TL;DR
Three leading AI assistants — Claude, ChatGPT, and Gemini — were each given the same prompt to build a working Chrome extension, and only one succeeded. The experiment reveals that even the most advanced large language models still struggle with consistent, production-ready code generation, a critical limitation as developers increasingly rely on AI for software development.
What Happened
A MakeUseOf reporter sat down with three of the most advanced AI models on the market — Claude (Anthropic), ChatGPT (OpenAI), and Gemini (Google) — and gave each the exact same prompt: build a functional Chrome extension. Only one of the three produced code that actually worked.
Key Facts
- The experiment was conducted by MakeUseOf and published on Sunday, April 26, 2026.
- The three models tested were Claude (Anthropic), ChatGPT (OpenAI), and Gemini (Google).
- Each model received the identical prompt to build a Chrome extension with the same specifications.
- Only one of the three AI-generated extensions functioned correctly on the first attempt.
- The two failing models produced code that contained syntax errors, missing dependencies, or logic flaws that prevented the extension from loading or executing.
- The successful model's extension required no manual debugging or code edits before it could be installed and used in Google Chrome.
- This test highlights a persistent gap between AI's impressive conversational ability and its reliability for practical, executable software development tasks.
Breaking It Down
The core finding of this experiment is that AI code generation remains a high-variance activity. While all three models can fluently describe how to build a Chrome extension, and even produce plausible-looking code blocks, the gap between "looks right" and "actually runs" is still wide. For a task as structured and well-documented as building a browser extension — something with clear APIs, manifest files, and established patterns — a 33% success rate among top-tier models is striking.
Two out of three models failed to produce working code for a task that has thousands of public examples, official Google documentation, and a fixed specification.
This failure rate is especially notable because Chrome extension development is not an obscure or novel domain. The Chrome Extensions API has been stable for years, and countless tutorials, open-source projects, and Stack Overflow answers exist. The models are not being asked to invent a new algorithm or solve a novel problem — they are being asked to assemble well-known components in a standard way. That two of them could not do so suggests that their training data, while vast, does not translate into reliable execution for even moderately complex multi-file projects.

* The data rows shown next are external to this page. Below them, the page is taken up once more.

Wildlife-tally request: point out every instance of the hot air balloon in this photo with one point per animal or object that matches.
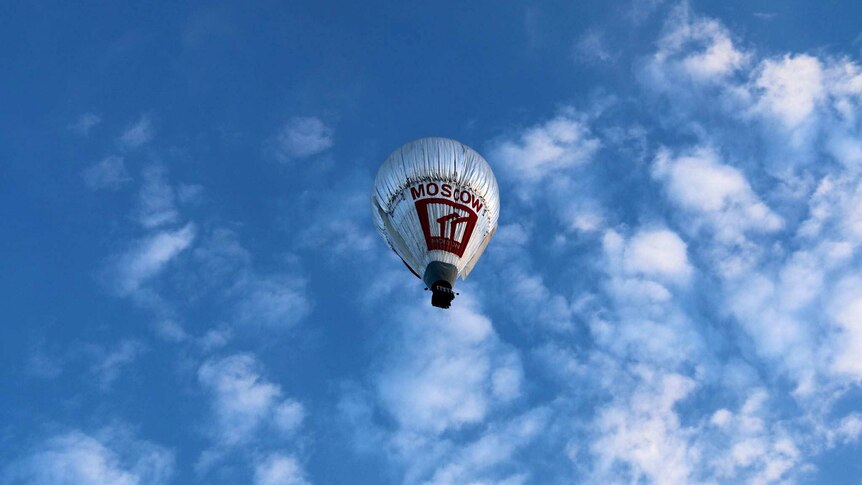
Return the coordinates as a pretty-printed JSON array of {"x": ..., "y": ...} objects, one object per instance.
[{"x": 436, "y": 203}]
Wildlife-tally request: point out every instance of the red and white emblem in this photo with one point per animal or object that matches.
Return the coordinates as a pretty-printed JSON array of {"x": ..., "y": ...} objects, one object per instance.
[{"x": 447, "y": 225}]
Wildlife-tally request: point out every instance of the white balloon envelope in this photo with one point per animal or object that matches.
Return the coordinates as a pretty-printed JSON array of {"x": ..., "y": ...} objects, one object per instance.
[{"x": 436, "y": 203}]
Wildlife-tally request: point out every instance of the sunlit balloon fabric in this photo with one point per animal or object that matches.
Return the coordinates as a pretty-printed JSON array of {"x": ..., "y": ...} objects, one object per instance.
[{"x": 436, "y": 203}]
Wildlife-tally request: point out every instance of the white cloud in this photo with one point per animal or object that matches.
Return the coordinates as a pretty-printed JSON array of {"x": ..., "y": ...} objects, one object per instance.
[
  {"x": 791, "y": 88},
  {"x": 85, "y": 123},
  {"x": 279, "y": 469},
  {"x": 657, "y": 253},
  {"x": 302, "y": 137},
  {"x": 244, "y": 400},
  {"x": 450, "y": 371},
  {"x": 277, "y": 302},
  {"x": 716, "y": 195},
  {"x": 110, "y": 362},
  {"x": 479, "y": 462},
  {"x": 693, "y": 48},
  {"x": 111, "y": 457},
  {"x": 593, "y": 46},
  {"x": 555, "y": 146},
  {"x": 845, "y": 309},
  {"x": 149, "y": 257},
  {"x": 644, "y": 432},
  {"x": 138, "y": 134},
  {"x": 110, "y": 174},
  {"x": 156, "y": 205}
]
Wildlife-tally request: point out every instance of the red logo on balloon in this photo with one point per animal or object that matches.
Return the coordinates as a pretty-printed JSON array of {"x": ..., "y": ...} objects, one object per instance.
[{"x": 447, "y": 225}]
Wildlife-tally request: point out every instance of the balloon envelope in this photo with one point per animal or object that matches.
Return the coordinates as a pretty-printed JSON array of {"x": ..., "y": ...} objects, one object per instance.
[{"x": 436, "y": 203}]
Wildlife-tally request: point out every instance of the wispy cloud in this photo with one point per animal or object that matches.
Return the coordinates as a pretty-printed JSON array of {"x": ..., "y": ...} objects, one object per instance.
[
  {"x": 148, "y": 257},
  {"x": 542, "y": 150},
  {"x": 138, "y": 134},
  {"x": 244, "y": 403},
  {"x": 110, "y": 456},
  {"x": 156, "y": 203},
  {"x": 279, "y": 469},
  {"x": 302, "y": 137},
  {"x": 110, "y": 173}
]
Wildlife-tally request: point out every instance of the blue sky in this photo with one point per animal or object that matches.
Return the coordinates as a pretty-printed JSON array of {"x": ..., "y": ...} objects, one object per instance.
[{"x": 193, "y": 291}]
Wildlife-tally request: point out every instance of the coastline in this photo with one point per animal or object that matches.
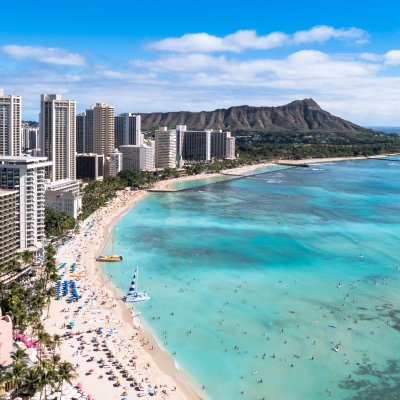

The disparity also reveals something about each model's architecture and training. The successful model likely handled the manifest.json file correctly, generated the correct background script with proper event listeners, and produced a popup HTML file with correctly linked JavaScript. The failing models may have hallucinated API functions, mismatched file names, or omitted critical boilerplate. These are not subtle errors — they are the kind of mistakes that a junior developer would catch in minutes, yet the AI systems confidently output them.
What Comes Next
- Model updates and benchmarks: OpenAI, Anthropic, and Google will likely release new versions in the coming months that claim improved code generation. Independent benchmarks like SWE-bench and HumanEval will need to include multi-file, execution-tested tasks like this one.
- Developer tool integration: Companies like GitHub (Copilot), Replit, and Cursor are racing to integrate AI code generation into their IDEs. The failure rate seen here suggests that human review will remain mandatory for AI-generated code in production environments for at least another 12–18 months.
- Specialised code models: Expect to see more domain-specific fine-tuned models (e.g., "Chrome Extension Builder") that are trained specifically on browser extension codebases, potentially achieving higher success rates than general-purpose LLMs.
- Regulatory and liability questions: As AI-generated code becomes more common, questions of liability for bugs, security vulnerabilities, or compliance failures will intensify. A 33% success rate on a simple task raises serious questions about fitness for use in critical software.
The Bigger Picture
This experiment is a microcosm of two larger trends in technology. First, the reliability ceiling of LLMs is becoming visible. While models have improved dramatically at natural language tasks, their performance on deterministic, executable tasks like code generation has plateaued. The gap between "sounds convincing" and "actually works" is the defining challenge for AI in software engineering. Second, the commoditisation of AI assistants means that users now have multiple options, but the differences between them are not trivial. A developer who chooses the wrong model for a task may waste hours debugging code that looks plausible but is fundamentally broken. The MakeUseOf test is a practical reminder that not all AI is equal, and that the hype around AI coding tools must be tempered with rigorous, independent testing.
Key Takeaways
- [33% success rate]: Only one of three leading AI models could build a working Chrome extension from a single prompt, indicating that AI code generation is far from reliable for production use.
- [Multi-file complexity is a weakness]: The failing models struggled with coordinating multiple files (manifest, background script, popup), a task that requires cross-file consistency that LLMs currently lack.
- [Human review remains essential]: Even the best AI code generators produce errors that a competent developer would catch immediately, meaning AI is a productivity aid, not a replacement for skilled programmers.
- [Model choice matters]: The wide variance in outcomes means developers must test and compare models for their specific use case, rather than assuming any leading AI assistant will suffice.